Therefore, $\left(28\right)$, $\left(29\right)$ and Theorem 1, imply ${\displaystyle {\mathcal{L}}^{*}}$ is weak sharp.

“⟸” A simple consequence of Theorem 2. □

5. Numerical Illustrative Example

Let ${\displaystyle {\Theta }_{0,2}}$ be a square determined by the diagonal corners ${\displaystyle 0=\left(0,0\right)}$, ${\displaystyle 2=\left(2,2\right)}$ in ${\displaystyle {\mathbb{R}}^2}$. Define

$${\displaystyle \overline{\mathcal{L}}=\left\{a:{\Theta }_{0,2}\subset {\mathbb{R}}^2\to [-1,4]:a=\mathrm{piecewise}\mathrm{smooth}\mathrm{function}\right\},}$$

$${\displaystyle \mathcal{L}=\left\{a\in \overline{\mathcal{L}}:a\left(t\right)\in [0,1]\subset \mathbb{R},a\left(0\right)=a(0,0)=0,a\left(2\right)=a(2,2)=0\right\}}$$

and the $C^1$-class function

$${\displaystyle f:J^1({\mathbb{R}}^2,\mathbb{R})\to \mathbb{R},f\left(t,a,a_{\iota }\right)=a^2+4a.}$$

Now, we formulate the variational integral inequality problem: let us find ${\displaystyle b\in \mathcal{L}}$ such that

$${\displaystyle \left(BP\right){\int }_{{\Theta }_{0,2}}\left[f_a\left(t,b,b_{\iota }\right)(a-b)+f_{a_{\iota }}\left(t,b,b_{\iota }\right)D_{\iota }(a-b)\right]d{t}^{1}d{t}^2\ge 0,}$$

for any ${\displaystyle a\in \mathcal{L}}$.
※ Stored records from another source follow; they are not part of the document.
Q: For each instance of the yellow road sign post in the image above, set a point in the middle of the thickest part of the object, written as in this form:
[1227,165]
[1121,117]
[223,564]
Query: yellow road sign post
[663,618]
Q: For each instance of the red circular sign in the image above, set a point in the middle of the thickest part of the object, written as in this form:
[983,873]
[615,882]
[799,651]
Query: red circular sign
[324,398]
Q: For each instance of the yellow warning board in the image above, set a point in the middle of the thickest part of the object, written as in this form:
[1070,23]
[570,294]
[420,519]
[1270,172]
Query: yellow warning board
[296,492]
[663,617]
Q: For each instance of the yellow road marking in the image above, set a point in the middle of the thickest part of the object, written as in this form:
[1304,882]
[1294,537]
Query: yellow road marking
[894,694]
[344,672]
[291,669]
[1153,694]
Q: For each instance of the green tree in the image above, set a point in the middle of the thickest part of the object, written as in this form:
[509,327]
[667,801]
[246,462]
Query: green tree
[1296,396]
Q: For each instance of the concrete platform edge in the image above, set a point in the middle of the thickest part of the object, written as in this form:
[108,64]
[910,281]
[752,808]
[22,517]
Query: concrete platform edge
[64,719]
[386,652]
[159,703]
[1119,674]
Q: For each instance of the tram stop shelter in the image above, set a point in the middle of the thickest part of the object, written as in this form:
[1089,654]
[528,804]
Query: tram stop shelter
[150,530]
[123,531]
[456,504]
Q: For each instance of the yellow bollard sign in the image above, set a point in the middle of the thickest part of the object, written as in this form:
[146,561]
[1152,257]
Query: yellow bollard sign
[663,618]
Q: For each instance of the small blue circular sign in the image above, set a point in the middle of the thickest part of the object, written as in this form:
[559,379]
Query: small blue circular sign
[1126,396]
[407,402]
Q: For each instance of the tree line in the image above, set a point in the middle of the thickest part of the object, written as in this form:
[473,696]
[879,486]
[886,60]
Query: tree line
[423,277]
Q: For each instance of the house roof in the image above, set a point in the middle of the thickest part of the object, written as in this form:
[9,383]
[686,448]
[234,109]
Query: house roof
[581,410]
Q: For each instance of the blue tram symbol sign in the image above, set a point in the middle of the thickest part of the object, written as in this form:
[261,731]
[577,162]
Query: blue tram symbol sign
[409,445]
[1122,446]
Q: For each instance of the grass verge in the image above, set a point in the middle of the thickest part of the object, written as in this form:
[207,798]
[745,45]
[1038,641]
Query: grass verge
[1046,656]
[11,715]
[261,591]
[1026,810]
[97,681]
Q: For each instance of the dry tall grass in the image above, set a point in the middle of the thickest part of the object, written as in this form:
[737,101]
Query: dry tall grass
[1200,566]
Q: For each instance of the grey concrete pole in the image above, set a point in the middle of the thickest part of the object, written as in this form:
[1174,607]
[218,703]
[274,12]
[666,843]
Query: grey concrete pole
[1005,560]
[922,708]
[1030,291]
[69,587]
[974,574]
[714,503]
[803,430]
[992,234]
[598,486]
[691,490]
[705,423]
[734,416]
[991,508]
The associated dual gap functional

$${\displaystyle K:\overline{\mathcal{L}}\to \mathbb{R},K\left(a\right)={\int }_{{\Theta }_{0,2}}h\left(t,a,a_{\iota }\right)d{t}^{1}d{t}^2}$$

is, by direct computations, the following

$${\displaystyle K\left(a\right)=\underset{b\in \mathcal{L}}{\max }{\int }_{{\Theta }_{0,2}}\left[f_a\left(t,b,b_{\iota }\right)(a-b)+f_{a_{\iota }}\left(t,b,b_{\iota }\right)D_{\iota }(a-b)\right]d{t}^{1}d{t}^2}$$

$${\displaystyle =\underset{b\in \mathcal{L}}{\max }{\int }_{{\Theta }_{0,2}}(2b+4)(a-b)d{t}^{1}d{t}^2=\left\{\begin{array}{cc}\hfill {\displaystyle {\int }_{{\Theta }_{0,2}}4ad{t}^{1}d{t}^2,}& -1\le a<2\hfill \\ \hfill {\displaystyle {\int }_{{\Theta }_{0,2}}\frac{{(a+2)}^2}{2}d{t}^{1}d{t}^2,}& 2\le a\le 4.\hfill \end{array}\right.}$$

Also, the scalar functional ${\displaystyle F:\overline{\mathcal{L}}\to \mathbb{R},F\left(a\right)={\int }_{{\Theta }_{0,2}}f\left(t,a,a_{\iota }\right)d{t}^{1}d{t}^2}$ is convex on ${\displaystyle \mathcal{L}}$:

$${\displaystyle F\left(a\right)-F\left(b\right)-{\int }_{{\Theta }_{0,2}}\left[f_a\left(t,b,b_{\iota }\right)(a-b)+f_{a_{\iota }}\left(t,b,b_{\iota }\right)D_{\iota }(a-b)\right]d{t}^{1}d{t}^2}$$

$${\displaystyle ={\int }_{{\Theta }_{0,2}}{(a-b)}^{2}d{t}^{1}d{t}^2\ge 0,\forall a,b\in \mathcal{L}.}$$

We obtain

$${\displaystyle {\mathcal{L}}^{*}=\left\{b:{\Theta }_{0,2}\subset {\mathbb{R}}^2\to [0,1]:b\left(t\right)=0,\forall t\in {\Theta }_{0,2}\right\};}$$

$${\displaystyle \hspace{1em}Z\left(a^{*}\right)={\mathcal{L}}^{*},\forall a^{*}\in {\mathcal{L}}^{*};\frac{\delta F}{\delta a}=2a+4,}$$

and, obviously, ${\displaystyle K\left(a\right)}$ is differentiable on ${\displaystyle {\mathcal{L}}^{*}}$. Moreover, for ${\displaystyle a\in \mathcal{L}}$, there exists ${\displaystyle \alpha >0}$ satisfying

$${\displaystyle K\left(a\right)={\int }_{{\Theta }_{0,2}}4ad{t}^{1}d{t}^2\ge \alpha d(a,{\mathcal{L}}^{*}).}$$

Thus, by Theorem 1, we obtain ${\displaystyle {\mathcal{L}}^{*}}$ is weak sharp. In addition, in accordance with Theorems 2 and 3, we obtain that the considered problem $\left(BP\right)$ fulfills ${\displaystyle A\left(a^{*}\right)={\mathcal{L}}^{*}}$, for ${\displaystyle a^{*}\in {\mathcal{L}}^{*}}$.

Remark 7.

Based on the authors’ knowledge, the weak sharp study outcomes associated with such kinds of variational models are new in the field. Related to some future research directions of the current works, let us consider the situations where the partial derivatives of second-order are included, and the functionals are not under convexity assumptions (here, we can use the ideas formulated in Treanţă [28], by considering concepts of monotonicity, pseudomonotonicity and hemicontinuity for curvilinear integral-type functionals).

6. Conclusions

In this paper, weak sharp type solutions are studied for a variational integral inequality defined by a convex functional of multiple integral types. A connection with the sufficiency property associated with the minimum principle has been formulated, as well. Also, an illustrative numerical application was provided.